Der Schriftsteller jüdischen Glaubens Max Czollek, Autor des Essays Versöhnungstheater, verwies auf die instrumentelle Verwendung der Erinnerungskultur als Begründung für den vermeintlich wiedergewonnen politischen Handlungsspielraum, beispielsweise bei der Beschränkung der Asylrechts. Sein Vorschlag: Eine neue Wir-Erzählung, in der Naziverbrechen, Holocaust- und Migrationserfahrungen nebeneinander Platz haben.

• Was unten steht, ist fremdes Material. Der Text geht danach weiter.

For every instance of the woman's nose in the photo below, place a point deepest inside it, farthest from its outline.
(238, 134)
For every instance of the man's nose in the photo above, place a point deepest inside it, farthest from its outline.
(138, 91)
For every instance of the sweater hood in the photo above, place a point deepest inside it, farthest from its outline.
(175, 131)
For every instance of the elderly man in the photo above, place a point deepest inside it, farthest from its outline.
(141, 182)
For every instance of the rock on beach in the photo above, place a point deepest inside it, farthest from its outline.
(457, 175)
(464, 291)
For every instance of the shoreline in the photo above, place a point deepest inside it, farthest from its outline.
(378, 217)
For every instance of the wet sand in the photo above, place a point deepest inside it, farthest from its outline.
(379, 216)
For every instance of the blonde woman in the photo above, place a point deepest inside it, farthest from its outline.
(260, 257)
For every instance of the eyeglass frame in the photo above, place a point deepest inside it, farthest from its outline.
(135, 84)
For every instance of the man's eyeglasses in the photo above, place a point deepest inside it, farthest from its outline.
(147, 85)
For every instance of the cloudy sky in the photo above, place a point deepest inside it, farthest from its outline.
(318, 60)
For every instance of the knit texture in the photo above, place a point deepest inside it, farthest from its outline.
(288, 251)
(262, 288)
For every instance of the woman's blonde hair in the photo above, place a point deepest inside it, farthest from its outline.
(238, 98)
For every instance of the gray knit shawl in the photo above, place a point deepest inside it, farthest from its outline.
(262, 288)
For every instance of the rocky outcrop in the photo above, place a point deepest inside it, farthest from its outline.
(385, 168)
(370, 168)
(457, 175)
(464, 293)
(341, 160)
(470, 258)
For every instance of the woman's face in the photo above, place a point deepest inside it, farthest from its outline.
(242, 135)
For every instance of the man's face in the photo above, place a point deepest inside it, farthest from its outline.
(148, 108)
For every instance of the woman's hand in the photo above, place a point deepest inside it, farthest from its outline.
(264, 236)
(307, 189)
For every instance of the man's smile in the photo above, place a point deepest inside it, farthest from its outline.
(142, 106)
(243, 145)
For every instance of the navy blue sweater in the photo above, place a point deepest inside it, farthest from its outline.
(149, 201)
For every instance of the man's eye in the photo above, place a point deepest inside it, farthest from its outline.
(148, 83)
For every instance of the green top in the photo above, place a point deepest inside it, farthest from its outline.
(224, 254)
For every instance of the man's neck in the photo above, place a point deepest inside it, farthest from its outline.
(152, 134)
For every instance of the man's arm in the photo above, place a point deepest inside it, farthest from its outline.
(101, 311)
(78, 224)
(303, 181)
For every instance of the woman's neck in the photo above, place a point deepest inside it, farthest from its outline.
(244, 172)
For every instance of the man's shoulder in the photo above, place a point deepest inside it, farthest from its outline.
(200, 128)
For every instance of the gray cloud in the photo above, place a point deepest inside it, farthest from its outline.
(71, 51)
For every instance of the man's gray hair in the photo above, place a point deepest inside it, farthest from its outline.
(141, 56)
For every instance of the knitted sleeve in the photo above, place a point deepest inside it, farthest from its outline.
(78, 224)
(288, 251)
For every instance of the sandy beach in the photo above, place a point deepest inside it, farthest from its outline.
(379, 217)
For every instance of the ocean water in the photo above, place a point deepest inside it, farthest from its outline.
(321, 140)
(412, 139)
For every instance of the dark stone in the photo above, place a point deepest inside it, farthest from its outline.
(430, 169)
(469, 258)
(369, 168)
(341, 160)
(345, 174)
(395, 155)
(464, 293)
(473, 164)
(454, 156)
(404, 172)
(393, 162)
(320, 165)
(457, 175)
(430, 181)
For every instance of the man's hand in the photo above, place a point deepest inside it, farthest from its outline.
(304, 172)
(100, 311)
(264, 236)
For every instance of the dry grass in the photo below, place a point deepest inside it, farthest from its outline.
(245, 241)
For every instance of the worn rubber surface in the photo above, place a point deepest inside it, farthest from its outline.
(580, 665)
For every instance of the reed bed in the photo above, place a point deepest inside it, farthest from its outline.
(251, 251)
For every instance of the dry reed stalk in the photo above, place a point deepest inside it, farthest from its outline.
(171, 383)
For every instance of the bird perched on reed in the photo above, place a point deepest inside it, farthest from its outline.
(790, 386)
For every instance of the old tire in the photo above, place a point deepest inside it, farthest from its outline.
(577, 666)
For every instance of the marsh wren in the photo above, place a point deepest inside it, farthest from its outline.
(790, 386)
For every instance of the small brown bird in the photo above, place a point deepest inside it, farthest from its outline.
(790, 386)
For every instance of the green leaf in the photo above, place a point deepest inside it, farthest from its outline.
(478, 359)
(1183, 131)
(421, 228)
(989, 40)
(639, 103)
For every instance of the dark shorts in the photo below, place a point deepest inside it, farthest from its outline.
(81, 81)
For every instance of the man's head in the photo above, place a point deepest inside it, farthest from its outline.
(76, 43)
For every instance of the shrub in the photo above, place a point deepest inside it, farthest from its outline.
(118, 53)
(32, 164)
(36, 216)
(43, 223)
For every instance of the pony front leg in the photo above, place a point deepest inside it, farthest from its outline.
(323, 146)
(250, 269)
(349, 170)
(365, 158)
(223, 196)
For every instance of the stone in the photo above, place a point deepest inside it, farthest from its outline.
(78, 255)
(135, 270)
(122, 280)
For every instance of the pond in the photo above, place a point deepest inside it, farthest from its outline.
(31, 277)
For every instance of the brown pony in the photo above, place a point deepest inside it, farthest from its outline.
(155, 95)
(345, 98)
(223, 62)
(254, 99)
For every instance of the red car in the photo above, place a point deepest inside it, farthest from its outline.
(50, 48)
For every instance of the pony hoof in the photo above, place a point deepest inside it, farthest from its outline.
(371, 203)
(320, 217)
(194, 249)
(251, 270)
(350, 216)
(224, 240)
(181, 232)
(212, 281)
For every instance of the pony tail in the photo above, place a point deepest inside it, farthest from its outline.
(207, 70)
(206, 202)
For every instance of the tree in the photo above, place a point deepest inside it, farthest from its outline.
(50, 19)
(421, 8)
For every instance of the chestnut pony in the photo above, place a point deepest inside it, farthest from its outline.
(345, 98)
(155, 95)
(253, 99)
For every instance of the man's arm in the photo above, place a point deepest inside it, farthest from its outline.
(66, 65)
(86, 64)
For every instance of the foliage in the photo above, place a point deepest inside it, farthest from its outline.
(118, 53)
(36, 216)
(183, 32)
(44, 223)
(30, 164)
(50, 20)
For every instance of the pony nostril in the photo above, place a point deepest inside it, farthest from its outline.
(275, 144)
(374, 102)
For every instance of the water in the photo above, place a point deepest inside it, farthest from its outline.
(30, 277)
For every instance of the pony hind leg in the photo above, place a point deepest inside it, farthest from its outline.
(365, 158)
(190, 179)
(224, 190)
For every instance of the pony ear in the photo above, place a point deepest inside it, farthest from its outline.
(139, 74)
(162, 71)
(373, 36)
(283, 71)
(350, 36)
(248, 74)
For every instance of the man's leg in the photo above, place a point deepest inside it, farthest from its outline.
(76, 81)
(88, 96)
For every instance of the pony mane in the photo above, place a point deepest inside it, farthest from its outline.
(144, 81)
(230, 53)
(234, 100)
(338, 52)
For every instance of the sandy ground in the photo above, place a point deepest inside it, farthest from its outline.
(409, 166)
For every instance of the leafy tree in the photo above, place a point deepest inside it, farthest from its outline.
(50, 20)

Michel Friedman, Rechtsanwalt, Mitglied der CDU und engagierter Jude, erinnerte an das Schweigen in deutschen Familien nach der Niederschlagung des Nazi-Regimes, im Widerspuch zur beredten offiziellen Erinnerungskultur eines behaupteten „Nie Wieder“. Der ungebrochene Judenhass, der in den letzten Wochen wieder offen gezeigt werde, sei auch wieder begleitet von lautem Schweigen. Das mache ihn sehr traurig.

Stephan Anpalagan, evangelischer Theologe und Lehrbeauftragter an der Polizei-Hochschule NRW, bekannte sich zu seiner Liebe zu Deutschland, trotz des „Nie wieder“ mit Pausetaste: Er gehöre hierher. Und er übernehme Verantwortung, beispielsweise, indem er seine mediale Reichweite nutze, um nach dem bislang noch fehlenden migrantischen Viertel in der kollektiven Erzählung vom Wir zu fragen.

Die Veranstaltung wurde souverän und engagiert von Hadija Haruna-Oelker und Alf Mentzer moderiert. Das machte das Fehlen von Kultur-Dezernentin Ina Hartwig als Vertreterin des offiziellen Frankfurt mehr als wett. Ob der rechtsextreme Aufstieg noch aufhaltbar ist? Einen Zusammenschnitt jedenfalls sendet hr2 am 28. Januar 2024 von 12 bis 13 Uhr, wenn ich richtig gehört habe.